The war in Ukraine has tended to increase uncertainty regarding inflation and growth prospects. When and with what consequences this war will end is pure speculation, but capital markets are expected to build a certain immunity to the headline risks in the coming weeks. The medium- to long-term consequences, on the other hand, could be significant. It is possible that we are at the beginning of a new bloc formation or a new Cold War. This would put a significant damper on globalization and further fuel higher structural inflation. 

The major US equity indices closed mixed on Tuesday, with the Dow erasing 0.5%, the S&P 500 ending 0.4% lower and the Nasdaq making a shy rebound of 0.2%, as investors continued to assess the outlook for inflation and economic growth while refraining from opening new positions ahead of the Fed decision later today. In Europe, major bourses ended sharply lower, extending losses for a sixth straight session, pressured by concerns that the central banks’ aggressive rate hikes would tip the economy into recession. 


  • Shares in China led gains in mixed Asian trading on Wednesday following the release of better-than-expected Chinese economic data. 
  • European futures gained this morning in line with US contracts. 

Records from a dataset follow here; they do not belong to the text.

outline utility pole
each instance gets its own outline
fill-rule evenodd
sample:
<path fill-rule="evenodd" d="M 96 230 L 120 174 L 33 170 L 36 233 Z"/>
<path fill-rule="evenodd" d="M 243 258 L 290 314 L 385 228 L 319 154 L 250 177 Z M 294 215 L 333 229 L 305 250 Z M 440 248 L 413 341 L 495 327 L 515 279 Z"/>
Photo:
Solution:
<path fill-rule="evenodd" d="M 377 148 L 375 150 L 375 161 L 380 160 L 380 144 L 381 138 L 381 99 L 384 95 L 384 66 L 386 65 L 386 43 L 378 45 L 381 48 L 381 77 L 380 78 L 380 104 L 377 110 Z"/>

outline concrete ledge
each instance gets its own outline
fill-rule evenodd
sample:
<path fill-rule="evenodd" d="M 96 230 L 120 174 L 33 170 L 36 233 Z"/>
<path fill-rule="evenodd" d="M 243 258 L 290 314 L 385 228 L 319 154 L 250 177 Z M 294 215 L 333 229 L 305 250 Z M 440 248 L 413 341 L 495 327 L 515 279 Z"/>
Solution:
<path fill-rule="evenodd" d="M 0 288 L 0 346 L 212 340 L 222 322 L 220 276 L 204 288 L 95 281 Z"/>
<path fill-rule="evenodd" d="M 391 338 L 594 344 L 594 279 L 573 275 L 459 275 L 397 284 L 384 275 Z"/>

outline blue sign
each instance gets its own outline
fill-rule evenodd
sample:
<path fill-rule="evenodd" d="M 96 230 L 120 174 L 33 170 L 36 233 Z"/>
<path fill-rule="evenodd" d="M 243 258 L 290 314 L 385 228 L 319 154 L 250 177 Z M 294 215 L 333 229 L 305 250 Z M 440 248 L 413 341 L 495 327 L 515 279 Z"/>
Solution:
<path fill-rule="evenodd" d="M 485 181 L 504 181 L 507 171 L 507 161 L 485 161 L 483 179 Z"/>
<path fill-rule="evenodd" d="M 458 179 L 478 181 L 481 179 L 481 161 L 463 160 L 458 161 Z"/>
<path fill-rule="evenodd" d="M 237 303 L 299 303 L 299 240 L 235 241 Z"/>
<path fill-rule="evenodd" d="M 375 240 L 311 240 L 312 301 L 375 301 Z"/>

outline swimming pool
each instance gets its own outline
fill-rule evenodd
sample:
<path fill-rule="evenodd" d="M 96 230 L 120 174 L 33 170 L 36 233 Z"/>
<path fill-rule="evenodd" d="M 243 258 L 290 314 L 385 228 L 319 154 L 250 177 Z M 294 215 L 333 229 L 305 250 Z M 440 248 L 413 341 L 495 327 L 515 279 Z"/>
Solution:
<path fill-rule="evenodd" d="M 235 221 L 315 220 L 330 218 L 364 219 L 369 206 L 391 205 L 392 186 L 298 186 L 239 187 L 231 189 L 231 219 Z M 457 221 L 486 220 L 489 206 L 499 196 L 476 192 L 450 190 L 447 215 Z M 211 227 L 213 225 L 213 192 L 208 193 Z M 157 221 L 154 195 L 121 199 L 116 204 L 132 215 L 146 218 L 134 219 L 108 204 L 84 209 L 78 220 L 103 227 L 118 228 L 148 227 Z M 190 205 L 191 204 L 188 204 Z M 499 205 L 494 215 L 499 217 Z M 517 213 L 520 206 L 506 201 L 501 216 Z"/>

  • Oil prices were muted compared to the day before, after falling by over 1% on Tuesday, amid demand concerns as investors brace for an aggressive move from the Federal Reserve to combat surging inflation. Meanwhile, OPEC stuck to its forecast that world oil demand will exceed pre-pandemic levels in 2022, but see demand growth slowing next year. 
  • Industrial production in China unexpectedly expanded in May while retail sales fell less than expected and fixed asset investment grew faster than estimated during the first five months of the year. 
  • Producer prices in the US increased 0.8% mom in May, following a 0.4% in April and matching forecasts. Compared to the previous year, prices paid to US producers rose 10.8%, slowing further from a 21-year high of 11.5% hit in March.  
  • The 10-year US Treasury note yield skyrocketed to above 3.45% for the first time since April 2011 as investors have dramatically increased their bets that the Federal Reserve will raise interest rates by 75 basis points on Wednesday. Meanwhile, the policy-sensitive two-year US Treasury yield climbed to its highest level since 2007. 
  • FedEx increased its quarterly dividend by 53% to $1.15 per share and reached a deal with shareholder D.E. Shaw to add two independent directors to its board. Its shares rallied by 14% in yesterday’s session.